Here the Marquis paused a moment; then he continued: –

“But leave to us our greatness. Kill the kings, kill nobles and priests, if you will; sow broadcast over the land destruction, ruin, and death; trample all things under foot; set your heel upon the ancient laws, overthrow the throne, stamp upon the altar of your God, and dance over the ruins. All rests with you, cowards and traitors as you are, incapable of self-devotion and sacrifice. I have said all that I have to say. Now have me guillotined, Monsieur le Vicomte. I have the honor to be your most humble servant.”

Then he added, –

“It is but the truth. What difference can it make to me? I am dead.”

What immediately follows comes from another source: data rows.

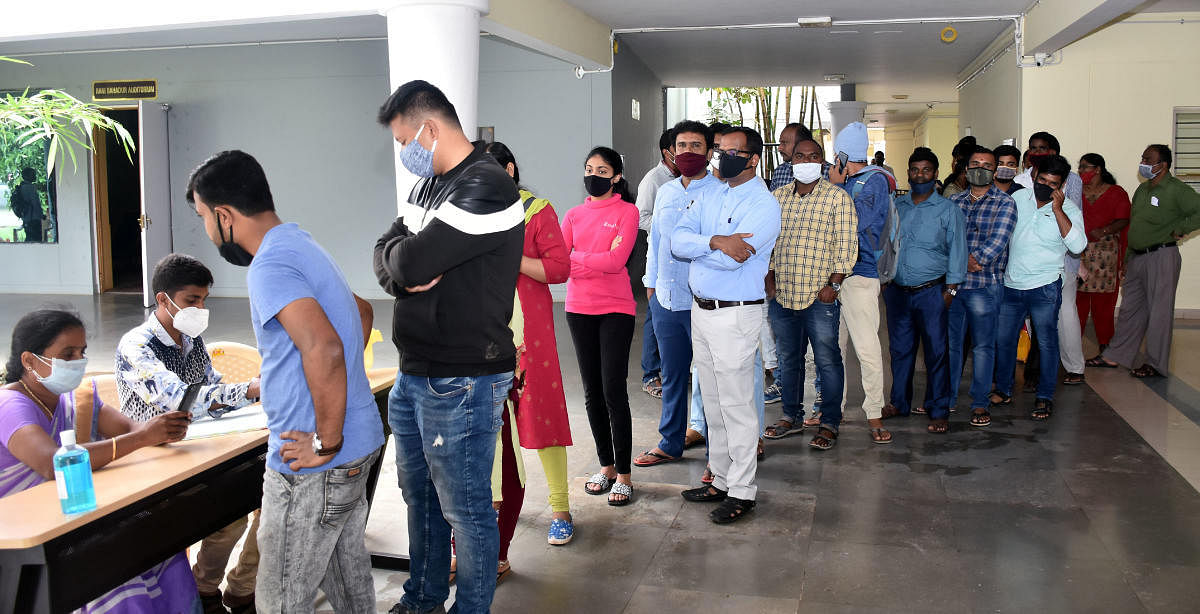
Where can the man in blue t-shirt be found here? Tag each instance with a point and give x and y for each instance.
(324, 427)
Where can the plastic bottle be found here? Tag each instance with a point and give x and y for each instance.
(72, 474)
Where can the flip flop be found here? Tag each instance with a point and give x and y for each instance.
(651, 458)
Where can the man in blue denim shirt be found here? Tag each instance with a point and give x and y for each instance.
(729, 240)
(930, 265)
(991, 215)
(666, 284)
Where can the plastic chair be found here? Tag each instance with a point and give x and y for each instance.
(235, 361)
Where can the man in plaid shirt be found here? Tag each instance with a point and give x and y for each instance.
(991, 217)
(817, 247)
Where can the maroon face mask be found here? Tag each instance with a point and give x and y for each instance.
(690, 164)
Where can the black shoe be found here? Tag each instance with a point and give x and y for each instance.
(705, 494)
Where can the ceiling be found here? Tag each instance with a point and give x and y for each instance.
(882, 59)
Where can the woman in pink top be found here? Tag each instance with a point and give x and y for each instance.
(599, 236)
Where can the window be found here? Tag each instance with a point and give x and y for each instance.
(1187, 145)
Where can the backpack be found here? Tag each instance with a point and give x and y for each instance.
(887, 250)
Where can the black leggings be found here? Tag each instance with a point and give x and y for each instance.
(601, 348)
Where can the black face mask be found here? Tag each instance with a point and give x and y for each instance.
(732, 166)
(979, 176)
(597, 185)
(232, 252)
(1043, 192)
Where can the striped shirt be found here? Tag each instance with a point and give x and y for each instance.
(990, 223)
(819, 238)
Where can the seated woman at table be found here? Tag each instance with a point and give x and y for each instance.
(37, 402)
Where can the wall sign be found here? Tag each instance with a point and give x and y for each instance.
(125, 90)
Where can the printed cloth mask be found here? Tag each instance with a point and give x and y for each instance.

“You are free,” said Gauvain.

And he advanced towards the Marquis, unfastened his commander’s-cloak, and throwing it over the shoulders of the latter, he drew the hood down over his eyes. Both men were of the same height.

“What is this that you are doing?” said the Marquis.

Gauvain raised his voice and called out, –

“Lieutenant, open to me!”

The door was opened.

Gauvain cried, –

“You will be careful to close the door behind me.”

And he pushed the astonished Marquis across the threshold.

It must be remembered that the low hall which had been turned into a guard-room was lighted by a horn lantern, whose dim rays served only to deepen the shadows; it threw an uncertain glimmer on the surrounding objects, and in this indistinct light those of the soldiers who were not sleeping saw a tall man walk past them towards the entrance, wrapped in the cloak and braided hood of the commander-in-chief. The soldiers saluted him as he passed out.

The Marquis slowly crossed the guard-room and the breach, – not without hitting his head more than once, – and went out. The sentinel, supposing that it was Gauvain whom he saw, presented arms.

Once outside, within two hundred steps of the forest, feeling the turf beneath his feet, and space, the protecting night, liberty, and life before him, he paused and stood for a moment motionless, like a man who has allowed himself to be influenced, has been overcome by surprise, and who, having taken advantage of an open door, asks himself whether he has acted nobly or ignobly, and hesitates before going on, – giving ear, as it were, to an afterthought. After some moments of deep reverie, he raised his right hand, and snapping his thumb and finger, cried, –

“Faith!”

And he went on.

The door of the prison had closed again, and this time it was upon Gauvain.